[EXT] Re: Plans for post-quantum-secure signature algorithms for host and public key authentication?
Blumenthal, Uri - 0553 - MITLL
uri at ll.mit.edu
Sat Jul 12 08:31:18 AEST 2025
While SLH-DSA may be more secure than ML-DSA, performance and signature size would make it prohibitive for dynamic authentication for many use cases.
As to how much security you need – for the vast majority of users ML-DSA is plenty secure “enough”. To the point that US and German governments (probably, among others – I didn’t bother to check) decided to bet their security on it.
--
V/R,
Uri
From: openssh-unix-dev <openssh-unix-dev-bounces+uri=ll.mit.edu at mindrot.org> on behalf of Simon Josefsson via openssh-unix-dev <openssh-unix-dev at mindrot.org>
Date: Friday, July 11, 2025 at 18:16
To: Aaron Rainbolt <arraybolt3 at gmail.com>
Cc: openssh-unix-dev at mindrot.org <openssh-unix-dev at mindrot.org>
Subject: [EXT] Re: Plans for post-quantum-secure signature algorithms for host and public key authentication?

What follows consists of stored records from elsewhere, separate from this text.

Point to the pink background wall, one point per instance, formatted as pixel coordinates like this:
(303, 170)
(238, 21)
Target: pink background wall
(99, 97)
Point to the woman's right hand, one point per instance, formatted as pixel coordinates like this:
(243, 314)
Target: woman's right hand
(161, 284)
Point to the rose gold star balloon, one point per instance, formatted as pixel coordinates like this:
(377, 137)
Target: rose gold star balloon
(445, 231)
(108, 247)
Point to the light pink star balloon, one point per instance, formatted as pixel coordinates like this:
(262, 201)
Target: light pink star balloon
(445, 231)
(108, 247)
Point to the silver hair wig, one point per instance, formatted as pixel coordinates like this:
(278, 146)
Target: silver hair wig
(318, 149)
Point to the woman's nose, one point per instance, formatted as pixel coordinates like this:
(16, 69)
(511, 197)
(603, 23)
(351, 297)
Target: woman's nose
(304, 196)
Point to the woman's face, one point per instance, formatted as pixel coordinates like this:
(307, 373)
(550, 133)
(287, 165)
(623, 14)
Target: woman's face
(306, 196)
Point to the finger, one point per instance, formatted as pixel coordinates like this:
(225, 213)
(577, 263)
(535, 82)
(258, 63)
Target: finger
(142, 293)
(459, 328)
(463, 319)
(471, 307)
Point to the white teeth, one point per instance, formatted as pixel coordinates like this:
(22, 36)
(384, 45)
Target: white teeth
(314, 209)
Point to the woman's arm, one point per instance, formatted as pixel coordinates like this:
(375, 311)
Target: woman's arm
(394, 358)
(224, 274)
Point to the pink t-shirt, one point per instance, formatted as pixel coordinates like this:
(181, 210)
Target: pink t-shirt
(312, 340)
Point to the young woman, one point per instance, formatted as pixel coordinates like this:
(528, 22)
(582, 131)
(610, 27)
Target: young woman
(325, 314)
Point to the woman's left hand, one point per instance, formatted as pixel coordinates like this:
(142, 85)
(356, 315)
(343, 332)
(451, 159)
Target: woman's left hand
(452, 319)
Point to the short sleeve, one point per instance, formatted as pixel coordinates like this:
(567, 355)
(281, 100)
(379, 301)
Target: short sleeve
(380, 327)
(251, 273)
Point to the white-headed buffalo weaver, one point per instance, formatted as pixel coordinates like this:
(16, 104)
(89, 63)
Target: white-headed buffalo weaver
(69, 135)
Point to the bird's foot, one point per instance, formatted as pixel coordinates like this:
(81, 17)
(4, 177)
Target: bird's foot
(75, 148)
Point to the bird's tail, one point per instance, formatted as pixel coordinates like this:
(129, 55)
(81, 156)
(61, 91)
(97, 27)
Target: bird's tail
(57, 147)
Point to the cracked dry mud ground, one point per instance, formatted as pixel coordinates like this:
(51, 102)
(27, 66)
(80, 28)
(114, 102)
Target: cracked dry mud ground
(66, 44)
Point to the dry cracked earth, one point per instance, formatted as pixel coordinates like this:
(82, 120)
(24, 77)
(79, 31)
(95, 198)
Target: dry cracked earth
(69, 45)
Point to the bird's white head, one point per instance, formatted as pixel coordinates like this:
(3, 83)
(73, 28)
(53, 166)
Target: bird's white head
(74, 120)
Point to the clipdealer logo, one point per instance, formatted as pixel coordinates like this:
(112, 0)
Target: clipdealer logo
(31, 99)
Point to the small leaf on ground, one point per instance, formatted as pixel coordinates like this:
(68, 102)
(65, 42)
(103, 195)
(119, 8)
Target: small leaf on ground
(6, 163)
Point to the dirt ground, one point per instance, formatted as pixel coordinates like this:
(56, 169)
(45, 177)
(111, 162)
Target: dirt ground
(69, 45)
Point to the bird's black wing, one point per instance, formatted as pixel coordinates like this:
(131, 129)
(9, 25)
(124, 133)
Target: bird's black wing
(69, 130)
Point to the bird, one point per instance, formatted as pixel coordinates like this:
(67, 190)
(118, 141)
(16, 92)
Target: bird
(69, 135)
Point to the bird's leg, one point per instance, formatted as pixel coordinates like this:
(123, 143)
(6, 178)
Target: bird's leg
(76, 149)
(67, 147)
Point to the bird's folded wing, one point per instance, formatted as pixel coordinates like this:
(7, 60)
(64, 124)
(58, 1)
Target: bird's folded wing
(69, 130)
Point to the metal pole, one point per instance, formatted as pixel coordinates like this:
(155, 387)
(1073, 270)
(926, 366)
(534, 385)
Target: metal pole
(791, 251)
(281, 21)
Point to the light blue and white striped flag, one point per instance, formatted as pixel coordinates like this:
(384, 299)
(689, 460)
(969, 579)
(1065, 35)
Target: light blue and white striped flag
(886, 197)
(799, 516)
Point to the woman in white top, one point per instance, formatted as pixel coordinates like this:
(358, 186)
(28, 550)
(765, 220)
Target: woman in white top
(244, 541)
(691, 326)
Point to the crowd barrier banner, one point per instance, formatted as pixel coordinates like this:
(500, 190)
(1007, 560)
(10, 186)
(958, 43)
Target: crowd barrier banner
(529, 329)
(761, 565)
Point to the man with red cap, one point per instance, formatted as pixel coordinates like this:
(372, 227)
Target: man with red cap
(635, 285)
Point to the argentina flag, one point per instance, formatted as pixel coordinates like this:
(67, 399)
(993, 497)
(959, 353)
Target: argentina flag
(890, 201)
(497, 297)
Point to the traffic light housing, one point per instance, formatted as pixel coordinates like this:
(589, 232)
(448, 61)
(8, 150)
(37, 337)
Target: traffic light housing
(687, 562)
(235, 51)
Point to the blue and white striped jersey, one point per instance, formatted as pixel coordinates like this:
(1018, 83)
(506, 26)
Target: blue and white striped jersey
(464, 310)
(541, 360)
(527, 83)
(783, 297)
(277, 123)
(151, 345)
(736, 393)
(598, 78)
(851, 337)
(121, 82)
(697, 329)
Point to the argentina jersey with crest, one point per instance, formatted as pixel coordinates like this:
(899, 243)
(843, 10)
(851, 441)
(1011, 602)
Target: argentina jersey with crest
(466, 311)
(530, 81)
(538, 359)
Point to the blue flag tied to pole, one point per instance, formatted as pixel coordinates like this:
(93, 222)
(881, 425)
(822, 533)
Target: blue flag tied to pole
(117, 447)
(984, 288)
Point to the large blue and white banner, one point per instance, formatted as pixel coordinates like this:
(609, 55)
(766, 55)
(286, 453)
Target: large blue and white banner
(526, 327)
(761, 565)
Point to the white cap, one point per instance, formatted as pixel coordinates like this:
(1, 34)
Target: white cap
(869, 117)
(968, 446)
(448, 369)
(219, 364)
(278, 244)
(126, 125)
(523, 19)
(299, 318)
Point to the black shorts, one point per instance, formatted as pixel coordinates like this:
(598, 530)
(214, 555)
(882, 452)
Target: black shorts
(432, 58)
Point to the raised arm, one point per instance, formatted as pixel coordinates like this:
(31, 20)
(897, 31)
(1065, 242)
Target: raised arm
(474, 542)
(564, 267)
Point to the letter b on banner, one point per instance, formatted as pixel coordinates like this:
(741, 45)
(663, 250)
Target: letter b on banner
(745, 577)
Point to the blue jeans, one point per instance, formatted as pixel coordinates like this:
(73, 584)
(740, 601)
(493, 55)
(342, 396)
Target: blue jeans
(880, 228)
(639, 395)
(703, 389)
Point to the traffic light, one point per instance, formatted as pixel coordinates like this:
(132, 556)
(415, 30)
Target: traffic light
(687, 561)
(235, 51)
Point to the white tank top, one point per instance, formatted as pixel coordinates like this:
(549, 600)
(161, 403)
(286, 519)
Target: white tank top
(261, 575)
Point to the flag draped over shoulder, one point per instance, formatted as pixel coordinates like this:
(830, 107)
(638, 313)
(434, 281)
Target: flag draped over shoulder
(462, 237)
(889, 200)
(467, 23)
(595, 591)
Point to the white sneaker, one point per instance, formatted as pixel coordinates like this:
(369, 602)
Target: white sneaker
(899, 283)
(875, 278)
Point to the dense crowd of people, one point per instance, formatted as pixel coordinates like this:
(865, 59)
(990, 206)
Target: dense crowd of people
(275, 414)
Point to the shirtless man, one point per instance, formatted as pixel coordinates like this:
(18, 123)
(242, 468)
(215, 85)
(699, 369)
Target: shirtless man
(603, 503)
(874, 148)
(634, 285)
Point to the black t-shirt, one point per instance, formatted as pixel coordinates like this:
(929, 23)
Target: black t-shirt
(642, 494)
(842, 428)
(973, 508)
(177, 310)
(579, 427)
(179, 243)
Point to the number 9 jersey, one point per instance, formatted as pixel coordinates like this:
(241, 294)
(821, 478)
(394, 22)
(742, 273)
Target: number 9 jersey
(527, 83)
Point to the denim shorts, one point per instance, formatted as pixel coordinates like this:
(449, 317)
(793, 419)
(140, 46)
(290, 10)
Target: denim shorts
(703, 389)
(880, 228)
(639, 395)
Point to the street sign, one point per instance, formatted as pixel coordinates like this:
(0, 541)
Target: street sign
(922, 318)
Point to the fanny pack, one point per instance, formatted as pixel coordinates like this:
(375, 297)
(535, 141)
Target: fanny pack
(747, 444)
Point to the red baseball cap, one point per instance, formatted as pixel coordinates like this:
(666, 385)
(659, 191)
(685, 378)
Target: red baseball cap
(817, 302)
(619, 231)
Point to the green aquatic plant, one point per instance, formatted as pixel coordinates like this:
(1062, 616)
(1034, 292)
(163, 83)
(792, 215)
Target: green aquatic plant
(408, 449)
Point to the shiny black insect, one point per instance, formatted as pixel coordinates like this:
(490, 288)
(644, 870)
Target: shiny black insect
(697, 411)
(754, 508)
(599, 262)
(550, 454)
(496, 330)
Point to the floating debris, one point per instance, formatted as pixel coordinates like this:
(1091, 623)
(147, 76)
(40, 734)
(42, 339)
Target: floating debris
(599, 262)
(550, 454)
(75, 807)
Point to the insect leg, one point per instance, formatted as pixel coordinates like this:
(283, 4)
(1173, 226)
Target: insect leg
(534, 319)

Aaron Rainbolt <arraybolt3 at gmail.com> writes:
> If this was to be "resurrected" to some degree, it would be neat if
> this could be combined with a more traditional Ed25519 signature
> verification, similar to the hybrid PQ kex algorithms currently
> available. Depending on how exactly SLH-DSA works (which I have not
> studied), that might be way over-paranoid, but my workplace likes way
> over-paranoid :P
>
> If there's something I could do to meaningfully contribute to this sort
> of thing, feel free to let me know.
SLH-DSA/SPHINCS+ is based on traditional old-school hashes (e.g., SHA2),
and I think many cryptographers are even more comfortable with that
compared to RSA/ECDSA/EDDSA. Could you read up on SLH-DSA and
re-evaluate?
I like belt and suspenders approaches, but one shouldn't be blind to
specifics. I would not use ML-DSA unless it was in a hybrid, and I
generally prefer hybrid constructs for everything PQ, but for SLH-DSA I
am personally ready to make an exception. The risk for signatures is
smaller than KEX's, where the attack surface becomes passively
decrypting all prior communication, whereas for signatures it requires
an online active SLH-DSA attack to be useful. For long-term SSHSIG used
to authenticate software releases (via git signing) this argument
doesn't apply though.
Still, maybe this is a losing fight, and that it is actually simpler to
promote Ed25519 + SLH-DSA in a hybrid because the optics of it is
simpler to take in for everyone who are migrating from a Ed25519 world.
Having more discussion and opinions on this would be nice.